Plans should identify key operational and emergency response procedures

Safety plan drafters will need to map out various operational and emergency response procedures, as well as the process for verifying that inspection, testing and maintenance of key systems is occurring. Plans should cover: safe shutdown and start-up of the energy storage system; communications, training and drills for on-site personnel, other building occupants and emergency responders; and key contacts, such as service contractors for critical equipment and systems.
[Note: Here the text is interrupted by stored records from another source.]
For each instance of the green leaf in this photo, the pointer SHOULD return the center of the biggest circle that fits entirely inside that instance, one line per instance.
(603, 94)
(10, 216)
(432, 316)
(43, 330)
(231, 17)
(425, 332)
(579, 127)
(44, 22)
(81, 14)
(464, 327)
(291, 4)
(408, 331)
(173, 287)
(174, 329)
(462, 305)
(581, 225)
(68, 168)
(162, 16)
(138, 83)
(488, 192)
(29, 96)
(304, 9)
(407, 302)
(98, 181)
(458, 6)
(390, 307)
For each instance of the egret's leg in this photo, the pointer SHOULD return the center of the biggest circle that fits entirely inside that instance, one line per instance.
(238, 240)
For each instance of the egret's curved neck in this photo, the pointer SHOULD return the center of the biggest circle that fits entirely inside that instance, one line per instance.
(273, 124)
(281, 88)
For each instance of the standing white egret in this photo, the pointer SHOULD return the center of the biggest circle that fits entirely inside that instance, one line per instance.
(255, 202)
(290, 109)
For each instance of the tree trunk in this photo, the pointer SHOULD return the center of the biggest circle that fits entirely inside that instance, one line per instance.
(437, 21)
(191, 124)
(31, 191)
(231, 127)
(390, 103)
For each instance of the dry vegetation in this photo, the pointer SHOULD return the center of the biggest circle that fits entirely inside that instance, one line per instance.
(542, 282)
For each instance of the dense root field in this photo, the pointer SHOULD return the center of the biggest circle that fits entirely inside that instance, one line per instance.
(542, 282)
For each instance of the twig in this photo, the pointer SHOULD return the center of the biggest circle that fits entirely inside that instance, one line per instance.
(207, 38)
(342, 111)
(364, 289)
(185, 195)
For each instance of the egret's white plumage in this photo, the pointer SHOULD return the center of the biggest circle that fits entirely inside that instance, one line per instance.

Attention should also be paid to potential repercussions for the surrounding area and wider community.

“Make sure that staff and occupants know what to do in the event of a fire, in the event they smell smoke or they smell something off with what’s going on in the battery room,” O’Connor said. “Your personnel needs to be able to figure out, not only how to notify the fire department, but when to notify the fire department.”

Likewise, arriving firefighters should know in advance that there are energy storage units on site, and be quickly directed to the mechanisms that will disconnect all electrical charges.

“Don’t be afraid to bring your local authorities in for training, to show them,” suggested Holly Burgess, one of the NFPA’s emergency planning specialists. “Make sure that they understand where to go and what the hazards are.”

Solar photovoltaic arrays can be one of those lurking hazards if that’s the power source for the energy storage. Dean Austin, a senior electrical specialist with the NFPA, explained that installed PV panels are effectively “live” whenever there is sufficient light. Thus, NFPA guidance calls for a single-switch shutoff for all solar PV arrays mounted on a building.

“It has been documented that some of the emergency lights on fire trucks, used for illumination at night, will turn on the solar panels and begin producing energy,” Austin reported. “The disconnect has to be able to isolate the energy storage system from all other wiring.”

Additionally, qualified technicians are a fire safety imperative at every stage of an energy storage facility’s life cycle from installation to decommissioning. Beyond being a licensed electrician, NFPA guidance defines this as having knowledge of and experience with specific types of equipment and systems. That includes required technical skills along with the ability to assess and mitigate hazards, which may involve getting training from the manufacturers of those products.

“I have been a master electrician for 30 years. I’ve done a lot of work myself and I can tell you that I am not qualified to go into a medium voltage application and start doing electrical work in there,” advised Corey Hannahs, another of NFPA’s senior electrical specialists. “So this qualified person requirement is a big part of knowing what the problems could be.”

A poll of webinar participants found most are still at earlier stages of the learning curve, with 51 per cent of respondents indicating that they need a lot more training before implementing an energy storage system in their facilities and just 3 per cent stating they believe they are sufficiently knowledgeable. O’Connor promotes the NFPA standard as a tool for quantifying the risks, identifying gaps and moving forward.

“Decommissioning without failure (at the end of the facility’s life cycle), that’s what we’re all hoping for, but, if there is some kind of failure, we don’t want to have to figure it out on the spot,” he submitted. “We want to make sure that we’ve thought about this earlier and we have a plan in place, so that the failure and whatever damage might be done is limited.”